Buchanan is unseeded here and got a brutal first-round opponent in the junior tournament, France's No. 3-seeded Jonathan Eysseric. The score was 6-0, 6-2 and it was over in 53 minutes.

"Not the best day," Buchanan said afterward. "I was tired and he played smart. I was making so many errors, I just never made him play."

Still, he'll always have memories of Paris and hitting with McEnroe.

Buchanan's USTA coach Mike Sell hooked him up with the seven-time Grand Slam winner. The kid was serving at 5-2, but the competitive McEnroe broke his serve. Then Buchanan broke back.

"It was fun," Buchanan said. "He gave me some tips, like how to move into the ball on clay. It was special."

-- Greg Garber

Head games


Novak Djokovic and Ernests Gulbis apparently have some history as teenaged running buddies at respected former Croatian pro Niki Pilic's academy in Germany, but Djokovic wouldn't tell any tales on his quarterfinals opponent. "We know each other on and off the court,'' Djokovic said, smiling enigmatically.
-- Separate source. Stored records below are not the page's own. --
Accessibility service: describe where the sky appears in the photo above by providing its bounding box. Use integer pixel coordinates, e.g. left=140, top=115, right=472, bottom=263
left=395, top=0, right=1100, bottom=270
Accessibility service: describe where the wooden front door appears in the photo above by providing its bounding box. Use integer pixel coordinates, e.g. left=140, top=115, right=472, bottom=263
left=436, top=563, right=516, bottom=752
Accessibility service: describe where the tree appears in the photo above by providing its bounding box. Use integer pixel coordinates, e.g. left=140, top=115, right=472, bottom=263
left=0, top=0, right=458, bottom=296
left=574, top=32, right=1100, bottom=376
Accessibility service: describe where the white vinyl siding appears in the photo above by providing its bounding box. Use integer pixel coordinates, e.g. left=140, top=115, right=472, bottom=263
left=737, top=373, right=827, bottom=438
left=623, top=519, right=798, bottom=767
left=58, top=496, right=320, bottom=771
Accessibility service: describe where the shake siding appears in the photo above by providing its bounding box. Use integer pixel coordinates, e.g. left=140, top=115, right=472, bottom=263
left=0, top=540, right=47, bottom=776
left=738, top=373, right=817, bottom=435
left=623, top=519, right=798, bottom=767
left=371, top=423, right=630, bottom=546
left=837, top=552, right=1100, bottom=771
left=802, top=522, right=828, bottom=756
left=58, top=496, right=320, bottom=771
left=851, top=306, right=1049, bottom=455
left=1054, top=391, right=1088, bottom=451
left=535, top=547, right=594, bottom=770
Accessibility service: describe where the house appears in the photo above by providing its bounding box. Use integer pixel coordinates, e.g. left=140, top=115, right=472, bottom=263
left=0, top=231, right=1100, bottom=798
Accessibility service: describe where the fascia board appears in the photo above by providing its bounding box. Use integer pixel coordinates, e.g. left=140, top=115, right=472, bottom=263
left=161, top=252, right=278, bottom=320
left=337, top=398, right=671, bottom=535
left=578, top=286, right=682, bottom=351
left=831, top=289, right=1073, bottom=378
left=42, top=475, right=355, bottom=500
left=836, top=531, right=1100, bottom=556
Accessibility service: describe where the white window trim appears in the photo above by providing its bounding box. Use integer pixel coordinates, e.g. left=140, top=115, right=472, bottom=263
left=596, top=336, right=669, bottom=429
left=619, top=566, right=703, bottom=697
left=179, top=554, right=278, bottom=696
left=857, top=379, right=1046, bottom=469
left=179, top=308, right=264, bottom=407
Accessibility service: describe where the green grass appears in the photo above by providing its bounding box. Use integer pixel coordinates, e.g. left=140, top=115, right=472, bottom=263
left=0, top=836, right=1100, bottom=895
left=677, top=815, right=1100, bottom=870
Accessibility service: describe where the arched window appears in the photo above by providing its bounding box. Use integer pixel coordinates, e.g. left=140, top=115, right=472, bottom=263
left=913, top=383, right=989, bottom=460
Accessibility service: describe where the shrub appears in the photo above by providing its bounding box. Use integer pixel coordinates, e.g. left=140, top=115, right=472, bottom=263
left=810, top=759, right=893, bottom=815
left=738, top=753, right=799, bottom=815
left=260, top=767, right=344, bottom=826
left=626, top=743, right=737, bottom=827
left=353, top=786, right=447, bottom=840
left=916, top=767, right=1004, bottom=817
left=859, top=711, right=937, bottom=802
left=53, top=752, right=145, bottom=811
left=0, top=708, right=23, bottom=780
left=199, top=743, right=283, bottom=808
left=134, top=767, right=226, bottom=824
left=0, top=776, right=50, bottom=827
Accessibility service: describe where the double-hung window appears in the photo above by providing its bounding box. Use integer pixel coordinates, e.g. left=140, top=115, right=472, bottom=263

Crazy experiences off the court as well.''

Djokovic, who just celebrated his 21st birthday last month, is a little more than a year older than No. 80 Gulbis, who is the first man from Latvia to crack the top 100 and whose calm demeanor defies the stereotype of redheads as hotheads. "He has a big forehand, very talented guy, but still getting through, you know. He made some good results here and there, but he's not consistent,'' Djokovic said. "So maybe there's my chance, you know, with the experience and the patience that I have.''

We're not entirely sure, but we think the No. 3 from Serbia was kidding when he later added, "He was destroying me in practices. I couldn't win a match. On practice? No chance. … So all the pressure on him, OK? He's a favorite. Whatever. I play -- no responsibility, nothing to lose.''

-- Bonnie D. Ford

Critic's choice


Old pals Novak Djokovic and Ernests Gulbis might have dreamed of this scenario when they were lads training together -- except they would have made it a Slam final, not a quarterfinal. Should be interesting to see them feel each other out as they meet at this level for the first time. Underdog Gulbis can afford to play with abandon. Djokovic is experienced enough not to look too far ahead at a much-hyped semifinal with Rafael Nadal. The tennis should be entertaining.'s prediction: Djokovic in four.